29. The method of claim 28, wherein the salt buffer comprises KCl, EDTA, and/or MgCl2.

30. The method of any one of claims 10-29, wherein the cell is from the cell line of any one of claims 1-8.

31. The method of any one of claims 10-29, wherein the cell is an immortalized cell.

32. A method for quantifying ribosomal engagement of sample mRNA in an immortalized cell line transfected with the sample mRNA comprising isolating an engineered ribosome complexed with the sample mRNA from the immortalized cell line and using a PCR method to quantify ribosomal engagement of sample mRNA.

33. A complex comprising a ribosome, a mRNA, an antibody, and a reverse transcriptase.

34. The complex of claim 33, further comprising a magnetic bead.

35. The complex of claim 34, wherein the magnetic bead is attached to the antibody.

36. The complex of claim 34, wherein the magnetic bead is added in suspension.

37. The complex of claim 33, wherein the antibody is bound to a support via a linker.

38. The complex of claim 37, wherein the linker is a protein A/G linker.

39. A complex comprising an engineered ribosome containing a detectable tag, a mRNA, and an antibody.

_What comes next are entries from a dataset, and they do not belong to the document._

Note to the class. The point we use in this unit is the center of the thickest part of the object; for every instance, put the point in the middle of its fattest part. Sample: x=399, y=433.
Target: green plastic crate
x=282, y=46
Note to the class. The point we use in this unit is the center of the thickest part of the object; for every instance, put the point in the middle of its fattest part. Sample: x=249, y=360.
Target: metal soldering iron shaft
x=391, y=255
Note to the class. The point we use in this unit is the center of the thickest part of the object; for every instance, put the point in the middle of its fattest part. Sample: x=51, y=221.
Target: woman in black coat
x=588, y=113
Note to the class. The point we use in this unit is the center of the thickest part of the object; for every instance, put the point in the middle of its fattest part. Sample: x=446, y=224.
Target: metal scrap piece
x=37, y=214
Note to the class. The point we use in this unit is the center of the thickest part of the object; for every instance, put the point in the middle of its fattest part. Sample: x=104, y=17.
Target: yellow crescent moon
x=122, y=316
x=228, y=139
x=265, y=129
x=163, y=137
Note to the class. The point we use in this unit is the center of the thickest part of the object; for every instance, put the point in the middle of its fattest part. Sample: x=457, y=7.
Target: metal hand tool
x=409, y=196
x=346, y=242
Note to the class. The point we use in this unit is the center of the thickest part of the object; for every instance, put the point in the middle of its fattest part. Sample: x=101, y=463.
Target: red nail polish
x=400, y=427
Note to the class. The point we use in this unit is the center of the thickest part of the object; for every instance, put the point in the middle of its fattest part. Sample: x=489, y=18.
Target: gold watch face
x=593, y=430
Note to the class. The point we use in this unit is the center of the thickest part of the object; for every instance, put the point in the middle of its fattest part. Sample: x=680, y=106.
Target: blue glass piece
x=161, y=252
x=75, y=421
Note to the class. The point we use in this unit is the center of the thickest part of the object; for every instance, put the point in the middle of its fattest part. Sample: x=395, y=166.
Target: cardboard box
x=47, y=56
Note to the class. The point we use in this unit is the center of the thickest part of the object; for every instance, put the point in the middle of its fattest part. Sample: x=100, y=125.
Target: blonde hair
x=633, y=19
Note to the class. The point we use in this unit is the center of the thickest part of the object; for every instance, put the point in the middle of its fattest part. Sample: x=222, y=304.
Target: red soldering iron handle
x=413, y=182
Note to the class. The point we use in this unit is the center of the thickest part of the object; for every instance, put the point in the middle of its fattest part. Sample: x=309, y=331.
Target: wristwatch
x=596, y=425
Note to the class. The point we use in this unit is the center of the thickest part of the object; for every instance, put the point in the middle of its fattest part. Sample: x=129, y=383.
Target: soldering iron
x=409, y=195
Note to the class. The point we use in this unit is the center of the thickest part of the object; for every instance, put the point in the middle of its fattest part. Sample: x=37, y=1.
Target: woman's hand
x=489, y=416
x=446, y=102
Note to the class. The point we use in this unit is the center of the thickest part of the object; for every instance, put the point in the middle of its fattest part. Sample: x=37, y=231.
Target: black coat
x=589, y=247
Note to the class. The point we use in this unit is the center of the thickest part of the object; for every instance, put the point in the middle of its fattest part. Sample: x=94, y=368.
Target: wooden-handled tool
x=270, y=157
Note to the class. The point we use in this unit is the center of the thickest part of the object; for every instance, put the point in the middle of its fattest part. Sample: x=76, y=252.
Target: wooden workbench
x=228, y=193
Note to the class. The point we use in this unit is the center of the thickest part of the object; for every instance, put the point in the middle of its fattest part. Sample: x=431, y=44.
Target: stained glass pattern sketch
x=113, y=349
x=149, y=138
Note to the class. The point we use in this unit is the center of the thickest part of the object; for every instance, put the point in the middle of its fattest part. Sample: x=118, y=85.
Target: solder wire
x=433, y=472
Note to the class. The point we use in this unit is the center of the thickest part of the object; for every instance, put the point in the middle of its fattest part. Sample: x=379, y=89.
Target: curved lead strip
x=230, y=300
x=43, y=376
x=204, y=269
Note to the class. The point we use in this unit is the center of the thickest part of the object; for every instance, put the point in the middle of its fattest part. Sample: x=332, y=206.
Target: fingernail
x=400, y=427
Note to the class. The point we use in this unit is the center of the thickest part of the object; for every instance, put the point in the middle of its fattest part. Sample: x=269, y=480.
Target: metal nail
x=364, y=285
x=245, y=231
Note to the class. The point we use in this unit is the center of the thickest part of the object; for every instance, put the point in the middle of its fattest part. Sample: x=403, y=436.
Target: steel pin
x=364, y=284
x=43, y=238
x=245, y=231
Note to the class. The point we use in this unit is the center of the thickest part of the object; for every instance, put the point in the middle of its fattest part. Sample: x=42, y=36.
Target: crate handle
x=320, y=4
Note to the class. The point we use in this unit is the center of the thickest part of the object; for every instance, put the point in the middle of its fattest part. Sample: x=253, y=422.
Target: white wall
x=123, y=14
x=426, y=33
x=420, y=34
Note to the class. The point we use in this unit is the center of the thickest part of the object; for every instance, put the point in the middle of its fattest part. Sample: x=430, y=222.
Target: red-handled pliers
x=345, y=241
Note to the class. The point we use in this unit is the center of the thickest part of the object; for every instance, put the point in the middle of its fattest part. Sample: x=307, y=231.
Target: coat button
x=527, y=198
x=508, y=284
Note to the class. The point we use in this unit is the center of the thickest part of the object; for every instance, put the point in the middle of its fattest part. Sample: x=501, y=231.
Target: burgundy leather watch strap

40. The complex of claim 39, wherein the engineered ribosome comprises a ribosomal protein L (RPL) and wherein the RPL contains the detectable tag.

41. The complex of claim 40, wherein the RPL is RPL22.

42. The complex of claim 40, wherein the engineered ribosome containing the detectable tag comprises RPL22HA.

43. The complex of any one of claims 39-41, wherein the detectable tag is selected from the group consisting of a hemagglutinin (HA) tag, a hexa-histidine peptide, and a flag tag.